Rafael ficou ali, parado, observando a porta fechada como se pudesse atravessar a madeira e ler a expressão dela no escuro. Não tentou abrir. Não chamou. Apenas permaneceu, respirando do outro lado, fazendo a pele dela arrepiar contra a vontade. Depois, tão silenciosamente quanto viera, se afastou.

Camila demorou alguns segundos para conseguir se mover; respirou fundo mais uma vez e sentiu que o cerco estava se fechando. Ele não estava apenas desconfiando, estava seguindo o instinto, e isso tornava tudo mais difícil. Rafael Villalba não era um homem comum. Ele investigava com o corpo inteiro. Observava como um predador que avalia terreno e temperatura antes de atacar.

No dia seguinte, ainda antes do amanhecer, ela entrou no laboratório determinada a se antecipar, e encontrou Rafael ali, apoiado na mesa central como se a aguardasse. A camisa escura, as mangas dobradas, os músculos dos braços marcados pela luz que atravessava as janelas. O olhar direto, firme, quente de uma forma que confundia tudo.

— Chegou cedo — ele disse, sem desviar os olhos.

— Há muito trabalho acumulado — Camila respondeu, tentando manter a voz controlada.

Ele soltou a pasta que segurava e caminhou até ela, aproximando-se devagar, com aquela precisão que fazia cada passo parecer deliberado, como se estivesse testando não a atitude dela, mas a reação dela ao aproximar-se.

— Preciso saber onde você esteve ontem à noite — ele disse.

Camila manteve o queixo erguido.

— No meu quarto.

— O sistema registrou acesso à ala antiga — ele afirmou, aproximando-se ainda mais. — E, curiosamente, logo depois de você.

— Já expliquei que não estive lá ontem — ela respondeu, usando toda a calma que conseguia reunir.

Rafael ficou tão perto que o perfume amadeirado dele se misturou ao cheiro do laboratório.

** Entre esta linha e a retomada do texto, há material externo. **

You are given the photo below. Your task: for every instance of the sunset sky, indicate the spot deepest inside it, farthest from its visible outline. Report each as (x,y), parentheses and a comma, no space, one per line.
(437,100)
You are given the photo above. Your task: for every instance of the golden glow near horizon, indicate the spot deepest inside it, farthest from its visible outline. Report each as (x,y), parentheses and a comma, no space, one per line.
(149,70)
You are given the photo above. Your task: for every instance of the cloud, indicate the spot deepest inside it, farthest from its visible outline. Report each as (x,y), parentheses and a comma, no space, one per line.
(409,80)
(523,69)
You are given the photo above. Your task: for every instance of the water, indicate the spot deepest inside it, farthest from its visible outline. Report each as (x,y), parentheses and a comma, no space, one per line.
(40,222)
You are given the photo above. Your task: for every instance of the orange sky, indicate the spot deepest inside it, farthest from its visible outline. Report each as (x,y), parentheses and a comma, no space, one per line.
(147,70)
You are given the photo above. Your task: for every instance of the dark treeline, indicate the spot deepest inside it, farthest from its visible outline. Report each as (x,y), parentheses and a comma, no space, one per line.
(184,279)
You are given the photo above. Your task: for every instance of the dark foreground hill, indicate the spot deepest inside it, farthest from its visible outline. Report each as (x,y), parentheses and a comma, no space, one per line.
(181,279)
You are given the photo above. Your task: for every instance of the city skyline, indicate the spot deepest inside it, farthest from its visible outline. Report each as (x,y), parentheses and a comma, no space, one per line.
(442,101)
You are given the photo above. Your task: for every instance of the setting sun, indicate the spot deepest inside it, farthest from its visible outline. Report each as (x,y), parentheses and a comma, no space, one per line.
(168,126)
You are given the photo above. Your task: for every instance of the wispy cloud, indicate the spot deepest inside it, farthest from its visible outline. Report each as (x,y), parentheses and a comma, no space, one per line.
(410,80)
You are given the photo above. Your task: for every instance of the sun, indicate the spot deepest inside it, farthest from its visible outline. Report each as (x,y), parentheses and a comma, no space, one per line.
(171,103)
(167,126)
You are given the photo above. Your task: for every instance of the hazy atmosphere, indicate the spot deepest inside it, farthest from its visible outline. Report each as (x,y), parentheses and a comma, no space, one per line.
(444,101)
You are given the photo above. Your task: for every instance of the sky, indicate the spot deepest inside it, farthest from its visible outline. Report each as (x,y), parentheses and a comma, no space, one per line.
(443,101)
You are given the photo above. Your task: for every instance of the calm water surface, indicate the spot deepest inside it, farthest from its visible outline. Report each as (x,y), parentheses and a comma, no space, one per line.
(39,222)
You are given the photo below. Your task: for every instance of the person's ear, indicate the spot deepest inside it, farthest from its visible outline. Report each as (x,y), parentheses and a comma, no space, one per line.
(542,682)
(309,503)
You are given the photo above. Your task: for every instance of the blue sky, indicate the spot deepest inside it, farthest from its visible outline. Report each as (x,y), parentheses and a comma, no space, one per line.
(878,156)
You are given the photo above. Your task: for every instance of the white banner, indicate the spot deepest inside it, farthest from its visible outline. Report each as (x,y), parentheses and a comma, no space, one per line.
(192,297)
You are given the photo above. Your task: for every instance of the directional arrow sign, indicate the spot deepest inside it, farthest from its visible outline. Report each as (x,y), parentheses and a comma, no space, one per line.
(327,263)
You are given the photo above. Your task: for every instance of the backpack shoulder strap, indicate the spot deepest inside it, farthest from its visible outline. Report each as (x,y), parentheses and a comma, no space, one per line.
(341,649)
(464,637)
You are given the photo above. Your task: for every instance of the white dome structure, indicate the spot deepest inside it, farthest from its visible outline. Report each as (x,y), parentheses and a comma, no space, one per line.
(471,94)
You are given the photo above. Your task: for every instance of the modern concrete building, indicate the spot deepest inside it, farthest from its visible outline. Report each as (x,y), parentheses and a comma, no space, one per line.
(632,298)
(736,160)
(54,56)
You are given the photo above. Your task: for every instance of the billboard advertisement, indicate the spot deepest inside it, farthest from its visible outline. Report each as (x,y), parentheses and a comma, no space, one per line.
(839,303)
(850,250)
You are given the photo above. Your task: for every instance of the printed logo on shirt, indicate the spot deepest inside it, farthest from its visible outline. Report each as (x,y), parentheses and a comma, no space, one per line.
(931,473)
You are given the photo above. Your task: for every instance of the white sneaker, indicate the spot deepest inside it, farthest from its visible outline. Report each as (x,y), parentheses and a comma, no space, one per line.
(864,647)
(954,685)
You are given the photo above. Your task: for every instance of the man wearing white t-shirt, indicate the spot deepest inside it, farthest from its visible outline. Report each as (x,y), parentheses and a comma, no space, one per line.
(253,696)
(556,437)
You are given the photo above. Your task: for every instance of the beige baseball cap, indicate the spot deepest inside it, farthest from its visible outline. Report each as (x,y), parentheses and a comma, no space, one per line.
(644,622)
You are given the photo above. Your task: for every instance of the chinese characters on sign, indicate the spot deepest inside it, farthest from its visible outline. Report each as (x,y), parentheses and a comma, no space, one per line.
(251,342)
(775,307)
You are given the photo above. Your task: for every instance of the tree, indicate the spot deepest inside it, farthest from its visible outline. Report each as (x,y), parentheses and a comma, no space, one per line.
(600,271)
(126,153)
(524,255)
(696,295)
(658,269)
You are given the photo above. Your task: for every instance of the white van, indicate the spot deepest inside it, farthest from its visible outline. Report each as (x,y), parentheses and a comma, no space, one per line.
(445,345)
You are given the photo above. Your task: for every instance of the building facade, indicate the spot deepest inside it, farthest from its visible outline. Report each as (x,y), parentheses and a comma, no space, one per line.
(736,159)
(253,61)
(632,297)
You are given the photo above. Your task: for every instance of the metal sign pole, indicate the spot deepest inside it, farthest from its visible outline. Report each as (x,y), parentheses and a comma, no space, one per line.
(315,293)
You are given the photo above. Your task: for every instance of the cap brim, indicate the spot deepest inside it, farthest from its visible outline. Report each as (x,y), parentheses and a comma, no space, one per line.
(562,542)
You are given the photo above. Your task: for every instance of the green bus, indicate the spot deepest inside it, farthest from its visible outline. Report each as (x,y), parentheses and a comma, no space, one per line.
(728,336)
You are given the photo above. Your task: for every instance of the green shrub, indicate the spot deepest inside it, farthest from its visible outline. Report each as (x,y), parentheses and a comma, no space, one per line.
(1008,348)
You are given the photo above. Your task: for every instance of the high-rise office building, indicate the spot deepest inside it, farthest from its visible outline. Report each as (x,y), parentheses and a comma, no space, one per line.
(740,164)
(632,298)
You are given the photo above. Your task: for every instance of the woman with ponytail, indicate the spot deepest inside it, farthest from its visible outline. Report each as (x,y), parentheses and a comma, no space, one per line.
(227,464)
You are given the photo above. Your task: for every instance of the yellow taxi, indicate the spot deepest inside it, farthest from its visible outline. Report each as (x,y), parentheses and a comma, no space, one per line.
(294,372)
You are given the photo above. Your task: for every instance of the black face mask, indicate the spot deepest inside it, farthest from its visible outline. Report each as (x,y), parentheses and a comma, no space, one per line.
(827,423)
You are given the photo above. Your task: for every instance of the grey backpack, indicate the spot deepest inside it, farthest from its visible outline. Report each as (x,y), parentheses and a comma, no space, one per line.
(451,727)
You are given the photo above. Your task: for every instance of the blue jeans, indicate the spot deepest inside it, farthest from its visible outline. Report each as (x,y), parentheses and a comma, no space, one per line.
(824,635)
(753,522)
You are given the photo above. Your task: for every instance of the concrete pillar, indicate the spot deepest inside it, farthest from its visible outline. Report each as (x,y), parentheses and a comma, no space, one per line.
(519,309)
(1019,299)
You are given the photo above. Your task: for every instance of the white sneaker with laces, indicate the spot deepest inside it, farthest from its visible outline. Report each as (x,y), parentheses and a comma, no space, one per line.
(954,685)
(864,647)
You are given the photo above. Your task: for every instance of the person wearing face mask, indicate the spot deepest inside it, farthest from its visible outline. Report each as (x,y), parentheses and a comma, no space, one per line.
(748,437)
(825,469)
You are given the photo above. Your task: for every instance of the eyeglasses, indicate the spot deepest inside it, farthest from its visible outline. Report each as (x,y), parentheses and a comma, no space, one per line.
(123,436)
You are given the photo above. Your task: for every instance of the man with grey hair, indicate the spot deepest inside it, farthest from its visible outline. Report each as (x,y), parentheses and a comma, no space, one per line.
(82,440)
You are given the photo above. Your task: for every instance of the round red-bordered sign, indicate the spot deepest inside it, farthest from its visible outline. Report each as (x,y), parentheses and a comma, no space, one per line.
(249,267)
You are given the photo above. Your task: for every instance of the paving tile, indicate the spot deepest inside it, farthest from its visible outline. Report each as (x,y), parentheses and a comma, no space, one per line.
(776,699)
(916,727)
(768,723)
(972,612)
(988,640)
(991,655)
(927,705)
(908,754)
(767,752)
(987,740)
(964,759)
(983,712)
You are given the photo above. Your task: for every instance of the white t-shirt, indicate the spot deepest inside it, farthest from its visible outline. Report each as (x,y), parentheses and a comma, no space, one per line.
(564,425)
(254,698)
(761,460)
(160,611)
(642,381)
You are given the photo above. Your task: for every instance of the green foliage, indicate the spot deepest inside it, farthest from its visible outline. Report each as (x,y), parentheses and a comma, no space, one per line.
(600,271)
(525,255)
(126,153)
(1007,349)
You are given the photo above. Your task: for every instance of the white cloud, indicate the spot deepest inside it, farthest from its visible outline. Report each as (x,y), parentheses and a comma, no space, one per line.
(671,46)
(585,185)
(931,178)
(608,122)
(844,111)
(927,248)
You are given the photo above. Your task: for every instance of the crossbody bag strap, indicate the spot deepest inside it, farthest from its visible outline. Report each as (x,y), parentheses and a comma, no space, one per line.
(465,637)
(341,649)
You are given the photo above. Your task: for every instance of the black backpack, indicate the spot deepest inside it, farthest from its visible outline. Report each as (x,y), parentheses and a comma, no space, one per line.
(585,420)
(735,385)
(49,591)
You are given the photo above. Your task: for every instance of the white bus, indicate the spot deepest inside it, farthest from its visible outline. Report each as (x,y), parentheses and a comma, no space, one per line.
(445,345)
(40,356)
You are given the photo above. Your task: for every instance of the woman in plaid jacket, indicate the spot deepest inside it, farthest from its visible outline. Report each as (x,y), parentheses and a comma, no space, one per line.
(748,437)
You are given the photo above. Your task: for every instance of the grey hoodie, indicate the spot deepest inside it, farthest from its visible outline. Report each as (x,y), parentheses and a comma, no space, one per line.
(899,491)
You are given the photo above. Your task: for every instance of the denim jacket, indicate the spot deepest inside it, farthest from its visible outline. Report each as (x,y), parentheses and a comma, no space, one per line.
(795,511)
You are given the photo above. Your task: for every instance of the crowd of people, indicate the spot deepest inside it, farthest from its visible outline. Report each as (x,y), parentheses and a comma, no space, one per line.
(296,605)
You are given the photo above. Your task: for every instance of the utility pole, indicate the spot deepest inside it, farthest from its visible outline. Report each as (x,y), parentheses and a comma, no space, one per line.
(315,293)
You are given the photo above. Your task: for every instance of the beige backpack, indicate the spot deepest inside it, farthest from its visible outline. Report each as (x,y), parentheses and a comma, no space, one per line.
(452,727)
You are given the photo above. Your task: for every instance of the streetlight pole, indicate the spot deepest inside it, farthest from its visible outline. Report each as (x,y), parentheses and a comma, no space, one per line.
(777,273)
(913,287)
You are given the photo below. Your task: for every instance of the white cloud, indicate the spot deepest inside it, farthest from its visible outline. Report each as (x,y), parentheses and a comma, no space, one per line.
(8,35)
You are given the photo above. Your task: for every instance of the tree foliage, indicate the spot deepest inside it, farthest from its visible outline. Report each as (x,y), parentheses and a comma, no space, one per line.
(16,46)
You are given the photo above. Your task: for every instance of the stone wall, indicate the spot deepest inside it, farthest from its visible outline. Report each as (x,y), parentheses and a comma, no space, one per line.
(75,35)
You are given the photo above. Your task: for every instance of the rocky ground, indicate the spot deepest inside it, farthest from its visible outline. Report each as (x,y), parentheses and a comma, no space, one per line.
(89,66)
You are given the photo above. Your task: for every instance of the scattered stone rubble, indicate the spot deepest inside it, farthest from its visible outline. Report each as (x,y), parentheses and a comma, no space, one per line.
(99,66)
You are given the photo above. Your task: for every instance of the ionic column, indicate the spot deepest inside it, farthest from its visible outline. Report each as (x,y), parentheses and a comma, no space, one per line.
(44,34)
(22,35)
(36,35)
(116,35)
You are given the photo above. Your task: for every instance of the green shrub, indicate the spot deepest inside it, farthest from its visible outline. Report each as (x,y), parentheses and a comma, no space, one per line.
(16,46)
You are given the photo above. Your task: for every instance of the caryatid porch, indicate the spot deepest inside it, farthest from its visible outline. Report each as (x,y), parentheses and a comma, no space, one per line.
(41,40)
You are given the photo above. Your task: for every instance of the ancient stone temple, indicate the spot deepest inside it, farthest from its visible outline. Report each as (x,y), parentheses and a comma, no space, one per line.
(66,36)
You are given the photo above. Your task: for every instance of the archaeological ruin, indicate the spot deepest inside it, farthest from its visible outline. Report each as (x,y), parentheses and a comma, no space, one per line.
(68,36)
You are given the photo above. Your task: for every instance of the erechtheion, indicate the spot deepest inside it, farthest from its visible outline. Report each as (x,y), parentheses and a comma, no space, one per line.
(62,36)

Era impossível não sentir. Era impossível não reagir.

— Está mentindo — ele disse, com voz baixa.

— O senhor está vendo o que quer ver — respondeu ela, tentando soar mais firme do que se sentia.

Rafael inclinou a cabeça como se estivesse analisando uma peça rara. O olhar desceu para a boca dela e voltou lentamente para os olhos.

— Você não parece uma espiã — disse ele. — Nem uma sabotadora. Também não parece uma funcionária comum. Então, quem você é?

O coração dela bateu forte, mas o rosto continuou firme.

— Uma engenheira fazendo seu trabalho.

— Não. — Ele deu um passo ainda mais próximo. — Você é uma mulher protegendo algo. E, quando alguém protege demais, é porque teme que alguém tome.

A tensão entre os dois se tornou um fio quente e esticado.

— Não tenho nada a esconder — ela disse.

— Ainda — ele respondeu.

A forma como ele disse “ainda” pareceu entrar por baixo da pele dela. Rafael, então, deu um leve sorriso — não era bondade, era aviso — e se afastou devagar, como se marcasse presença sem tocar.

— Isso é o que me mantém interessado — completou, antes de sair. — Você se engana muito bem.

Camila ficou ali, respirando devagar, tentando impedir que o corpo entregasse o turbilhão interno. O perigo dele não estava apenas nas suspeitas, mas na maneira como ele observava, como se pudesse desmontar suas defesas peça por peça.

Rafael estava cada vez mais perto da verdade.

E, ao mesmo tempo, cada vez mais perto dela.

E isso era o que realmente colocava tudo em risco.